Nuova Politica - Interessamento europeistico pagina 130
Nuova Politica - Interessamento europeistico
Paolo VI, 29 aprile 1967, allocuzione «Nous nous réjouissons» all'Assemblea Generale della Associazione degli Istituti di Studi Europei, organizzata dall'Istituto «Alcide De Gasperi» e svoltasi a Roma, con la partecipazione di rappresentanze di Austria, Belgio, Francia, Germania, Inghilterra, Italia, Olanda, Spagna, Svizzera

Noi ci rallegriamo di accogliervi qui oggi, illustri Signori, membri dell'Assemblea Generale del- 1'Associazione degli Istituti di Studi europei, e ringraziamo per le sue nobili parole il Commissario straordinario dell'istituto «Alcide De Gasperi», sotto la cui egida sono organizzate levostre riunioni romane.

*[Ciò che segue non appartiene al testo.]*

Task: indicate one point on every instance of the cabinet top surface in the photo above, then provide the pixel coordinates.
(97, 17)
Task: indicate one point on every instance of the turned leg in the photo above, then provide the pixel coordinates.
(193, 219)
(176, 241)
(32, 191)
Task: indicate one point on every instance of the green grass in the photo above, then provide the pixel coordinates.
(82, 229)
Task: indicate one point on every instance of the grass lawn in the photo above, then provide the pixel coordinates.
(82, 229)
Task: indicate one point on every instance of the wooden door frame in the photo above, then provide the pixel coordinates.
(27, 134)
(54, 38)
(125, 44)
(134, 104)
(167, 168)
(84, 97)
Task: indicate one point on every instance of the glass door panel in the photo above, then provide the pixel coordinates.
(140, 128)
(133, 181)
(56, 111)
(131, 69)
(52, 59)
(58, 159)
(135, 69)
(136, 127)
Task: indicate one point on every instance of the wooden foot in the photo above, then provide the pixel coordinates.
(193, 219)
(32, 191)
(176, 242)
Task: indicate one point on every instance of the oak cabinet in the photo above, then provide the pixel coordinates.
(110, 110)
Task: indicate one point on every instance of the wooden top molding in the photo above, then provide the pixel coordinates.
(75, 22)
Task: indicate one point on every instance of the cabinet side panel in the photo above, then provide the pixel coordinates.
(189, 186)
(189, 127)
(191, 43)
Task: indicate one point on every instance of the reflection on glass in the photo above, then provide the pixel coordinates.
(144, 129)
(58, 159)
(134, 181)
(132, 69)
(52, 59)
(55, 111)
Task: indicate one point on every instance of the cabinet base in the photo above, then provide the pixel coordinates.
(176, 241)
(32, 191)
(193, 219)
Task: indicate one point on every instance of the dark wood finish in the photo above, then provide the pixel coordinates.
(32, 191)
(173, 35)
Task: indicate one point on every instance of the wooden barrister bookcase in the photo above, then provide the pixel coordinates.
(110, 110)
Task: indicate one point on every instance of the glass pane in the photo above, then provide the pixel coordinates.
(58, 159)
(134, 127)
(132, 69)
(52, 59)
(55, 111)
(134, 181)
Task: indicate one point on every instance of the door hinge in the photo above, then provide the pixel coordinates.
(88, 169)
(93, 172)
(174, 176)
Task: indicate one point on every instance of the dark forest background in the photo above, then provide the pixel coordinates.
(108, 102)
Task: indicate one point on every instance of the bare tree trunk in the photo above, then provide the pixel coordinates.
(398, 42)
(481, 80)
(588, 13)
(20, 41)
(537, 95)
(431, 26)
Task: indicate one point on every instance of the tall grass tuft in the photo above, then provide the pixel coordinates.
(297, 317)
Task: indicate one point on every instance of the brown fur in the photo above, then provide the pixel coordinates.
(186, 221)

Siete uomini di studio, appartenenti a otto paesi del continente europeo e unite i vostri sforzi per far progredire la causa della sua unificazione: vi porgiamo i nostri rallegramenti e vi assicuriamo che la Chiesa segue il vostro lavoro con fervido interessamento.

Il problema dell'unificazione europea può parere soprattutto di natura economica e politica. Di fatto, tuttavia, esso comporta tanti aspetti d'ordine culturale, morale e anche religioso, che la Chiesa non poteva mancare di interessarvisi, dal momento in cui esso si è posto. E se consentite, noi desidereremmo mostrarvi la continuità di tale interessamento, richiamando qui brevemente talune fra le più suggestive dichiarazioni fatte in proposito dai nostri immediati predecessori.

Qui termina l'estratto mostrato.